Imports System.Threading
  • Now we want to add a thread to our class for use with our GetData() sub. So in our declarations area add this line.
Private MyThread As New Thread(AddressOf GetData)
  • Welcome to the AddressOf operator. This sweet tool points to the location of our sub.  You can get all the techno info here. Basically it allows us to assign procedures to other things like an event or in this case a thread.

  • So we are not even going to call our sub directly. We are going to start the thread and have it run the sub outside of our running code. This means our application has it's own internal threads plus the one we just added.  Now our separate thread can still communicate with our application, without holding it up from doing whatever else we need it to do.

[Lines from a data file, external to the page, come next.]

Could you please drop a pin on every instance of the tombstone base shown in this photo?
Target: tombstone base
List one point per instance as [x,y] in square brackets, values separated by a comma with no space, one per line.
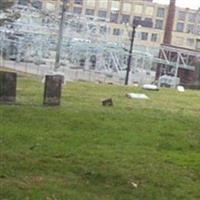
[52,91]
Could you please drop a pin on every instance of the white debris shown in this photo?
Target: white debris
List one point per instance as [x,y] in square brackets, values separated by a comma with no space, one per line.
[181,88]
[135,185]
[150,87]
[137,96]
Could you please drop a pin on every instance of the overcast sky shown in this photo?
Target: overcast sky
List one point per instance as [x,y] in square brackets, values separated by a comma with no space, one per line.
[183,3]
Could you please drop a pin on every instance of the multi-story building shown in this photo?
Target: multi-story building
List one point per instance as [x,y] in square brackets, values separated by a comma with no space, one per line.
[151,17]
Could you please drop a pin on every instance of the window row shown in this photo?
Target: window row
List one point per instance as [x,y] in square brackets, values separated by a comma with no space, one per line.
[116,18]
[191,17]
[125,7]
[188,28]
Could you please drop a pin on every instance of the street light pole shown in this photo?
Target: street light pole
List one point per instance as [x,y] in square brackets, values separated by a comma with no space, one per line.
[130,55]
[60,37]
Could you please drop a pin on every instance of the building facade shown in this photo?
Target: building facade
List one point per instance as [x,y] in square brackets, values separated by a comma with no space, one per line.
[151,17]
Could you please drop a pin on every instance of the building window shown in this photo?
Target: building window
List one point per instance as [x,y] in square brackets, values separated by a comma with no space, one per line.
[127,8]
[103,30]
[22,2]
[116,31]
[90,3]
[103,4]
[154,37]
[191,17]
[198,30]
[89,12]
[115,6]
[198,18]
[125,19]
[137,20]
[180,27]
[190,42]
[149,10]
[198,44]
[102,14]
[80,2]
[190,28]
[77,10]
[179,41]
[159,24]
[181,15]
[138,9]
[147,22]
[160,12]
[114,17]
[144,36]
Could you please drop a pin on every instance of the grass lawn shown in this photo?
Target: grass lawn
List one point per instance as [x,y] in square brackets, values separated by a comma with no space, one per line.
[84,151]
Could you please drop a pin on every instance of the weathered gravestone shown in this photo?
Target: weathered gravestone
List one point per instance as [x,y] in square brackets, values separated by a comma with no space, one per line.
[8,83]
[52,90]
[107,102]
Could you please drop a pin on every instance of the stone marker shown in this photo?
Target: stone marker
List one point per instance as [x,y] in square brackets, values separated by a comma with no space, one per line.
[8,83]
[107,102]
[52,90]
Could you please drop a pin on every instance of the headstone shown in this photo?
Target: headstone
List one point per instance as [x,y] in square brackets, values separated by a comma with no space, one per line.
[52,90]
[8,83]
[107,102]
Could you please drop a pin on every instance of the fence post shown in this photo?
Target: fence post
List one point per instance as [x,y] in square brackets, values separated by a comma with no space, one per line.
[8,83]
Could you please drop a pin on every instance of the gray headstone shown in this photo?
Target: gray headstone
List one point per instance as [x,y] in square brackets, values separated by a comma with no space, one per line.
[107,102]
[52,90]
[8,83]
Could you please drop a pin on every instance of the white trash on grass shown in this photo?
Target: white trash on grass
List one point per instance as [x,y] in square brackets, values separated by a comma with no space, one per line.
[150,87]
[181,88]
[137,96]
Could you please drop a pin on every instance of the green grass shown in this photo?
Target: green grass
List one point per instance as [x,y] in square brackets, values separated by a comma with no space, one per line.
[83,151]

  • So now that we have it ready we are going to launch it from our .Bind method and set the state to bound to keep the loop running. Note: The do loop is not really running infinitely, it is stopped at the .Receive method waiting for data, when data is received it will then loop. If we don't loop it the sub will end and the thread will terminate (Stop running) and we won't be able to restart it. I tried :P didn't work.

  • So after setting our state we will launch the thread. Our .Bind method should now look like this.

Public Function Bind(Optional ByVal nLocalPort1 As Integer = 0)

If nLocalPort1 <> 0 Then iLocalPort = nLocalPort1

If MyState = SocketStates.NotBound Then

MyState = SocketStates.Bound

MyThread.Start()

End If

End Function

  • With a simple .Start method our thread is now off and running and our GetData() is waiting on data while we can still interact with our windows app. But before we go and start running the code we need to take some care in having it shut down. Otherwise closing the window will not end the program. One reason for this is our infinite loop on our thread and the other is the loop will be stopped waiting endlessly for data and will never finish the loop even if we set the state to unbound. So we need to account for both. We want a function to close our socket out. And then we want it called internally from within the class if the object is destroyed.

  • So let's create a .StopSocket method for our class. We don't want to use close as a name because it's going to get confused with the close method of existing objects which we learned disposes of an object that was created within an application.

  • In order to get out of the loop we need to change the state to unbound then send data to the port to finish the loop. This in turn will terminate the thread. Then we want to call this function from the calling application.

  • So we should have this for our stop routine.

Public Function StopSocket()

If MyState = SocketStates.Bound Then

MyState = SocketStates.NotBound

SendText("", "LocalHost", iLocalPort)

End If

End Function

  • Then we want to call our method from our form's base class event Closing. This will insure that our thread ends when the application is closed.

  • Now let's add a multi-line text box to our app and call it tbReceive. Then we want to get our DataArrival event and add this line into it. In order to get our event to show up in our form's code we need to add the WithEvents keyword to it's declaration.

Private Sub MySock_DataArrival(ByVal sData As String, ByVal bData() As Byte, ByVal sRemoteHost As String, ByVal nRemotePort As Integer) Handles MySock.DataArrival

tbReceive.Text = tbReceive.Text & sData & vbCrLf

End Sub

  • And now we have the bases of our socket class ready to serve up communication between two clients. If you have two networked computers set the host value to point to each other on each computer and send some messages.  If you did everything right the messages should send back and fourth.

From here you can add TCP functionality as well as sending byte data. With this as the basis for your code you can add in the appropriate error handlers and checks and balances.  Further learning maybe required to make this production grade.